Neste segundo e último dia da série “O peso do jaleco”, o Estado de Minas aborda os transtornos mentais em médicos formados. Em 2004, trabalho feito na Unidade de Pesquisa em Álcool e Drogas da Escola Paulista de Medicina da Universidade Federal de São Paulo (EPM/Unifesp) mostrou que entre homens e mulheres de branco ambos apresentam taxas similares de uso nocivo e dependência de substâncias psicotrópicas em relação à população geral. A incidência varia entre 8% e 14%. O estudo coletou dados de 198 médicos em tratamento ambulatorial por uso nocivo e dependência química.
A frequência de uso nocivo e dependência de opioides (anestésicos derivados da morfina) e benzodiazepínicos (conhecidos como tranquilizantes de tarja preta) é aproximadamente cinco vezes maior entre os médicos que na população geral. “Existe um pacto de silêncio. Não se comenta isso na medicina, o que é ruim. Se na sua família há um médico que abusa do álcool ou de remédios, os familiares não se preocupam, porque pensam que, por ele ser da classe médica, sabe se cuidar”, comenta o psiquiatra, professor da Faculdades de Medicina da Universidade Federal de Minas Gerais e da USP José Raimundo Lippi. De acordo com ele, quando o médico chega a pedir ajuda, “está em estado deplorável. Ele já caminha para a angústia, não dorme direito e tem dores”. Ele se lembra de um colega que morreu de dengue recentemente. “Ele foi diagnosticado com a doença, mas não tomou providências com antecedência”, conta, frisando ser esse um exemplo da sensação de imortalidade desses profissionais.
SINAIS
De acordo com o psiquiatra, há alguns sinais que são detectáveis para saber se um médico está ou não bem. “Os próprios colegas podem reparar isso. Atraso frequente no trabalho, faltas não justificadas, ressacas constantes e redução no desempenho no trabalho são alguns deles”, enumera, alertando os familiares para que fiquem atentos também. “Quem precisa de ajuda geralmente piora a qualidade de vida em família. Começam a aparecer sintomas físicos, a pessoa fica mais solitária e desaparece do hospital ou do consultório sem que ninguém saiba”, acrescenta.

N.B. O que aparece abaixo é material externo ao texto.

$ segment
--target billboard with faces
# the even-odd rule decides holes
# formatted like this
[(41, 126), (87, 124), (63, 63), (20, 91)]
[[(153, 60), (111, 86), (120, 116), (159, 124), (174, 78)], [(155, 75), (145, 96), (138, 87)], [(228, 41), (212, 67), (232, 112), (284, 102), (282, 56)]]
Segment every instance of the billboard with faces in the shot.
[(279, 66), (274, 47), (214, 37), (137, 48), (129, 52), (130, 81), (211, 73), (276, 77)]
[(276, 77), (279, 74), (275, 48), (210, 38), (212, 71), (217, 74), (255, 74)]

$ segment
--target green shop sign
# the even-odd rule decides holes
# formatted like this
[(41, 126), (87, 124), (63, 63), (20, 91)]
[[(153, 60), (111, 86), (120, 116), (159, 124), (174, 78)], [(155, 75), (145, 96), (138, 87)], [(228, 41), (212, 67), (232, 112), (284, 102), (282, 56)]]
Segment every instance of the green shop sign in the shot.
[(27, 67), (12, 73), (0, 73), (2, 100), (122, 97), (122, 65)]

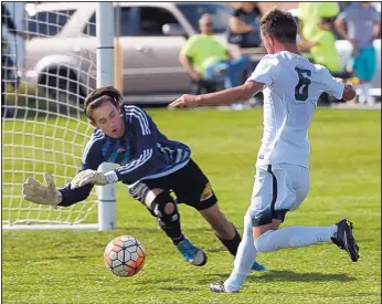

Especialistas mais vulneráveis
Os profissionais médicos mais vulneráveis aos transtornos são os especialistas em anestesia, urgência e emergência e psiquiatria. “São profissionais que têm acesso mais fácil às drogas, lidam por muitas horas com a morte e com as doenças mentais”, comenta José Raimundo Lippi. Segundo o presidente da Sociedade de Anestesiologia de Minas Gerais, Jaci Custódio, hoje em dia o médico vive em constante estresse, por isso o “ fundo do poço”. Ele diz, ainda, que o quadro é agravado, por exemplo, no caso dos anestesistas, pelo baixo salário. “Em uma cirurgia de hérnia, o trabalhador ganha R$ 260 para duas horas de atuação. Além disso, temos um doente em nossas mãos e não temos o direito de errar. Somos piloto de avião. As pessoas entregam suas vidas para nós e estamos trabalhando em locais sem segurança alguma”, denuncia.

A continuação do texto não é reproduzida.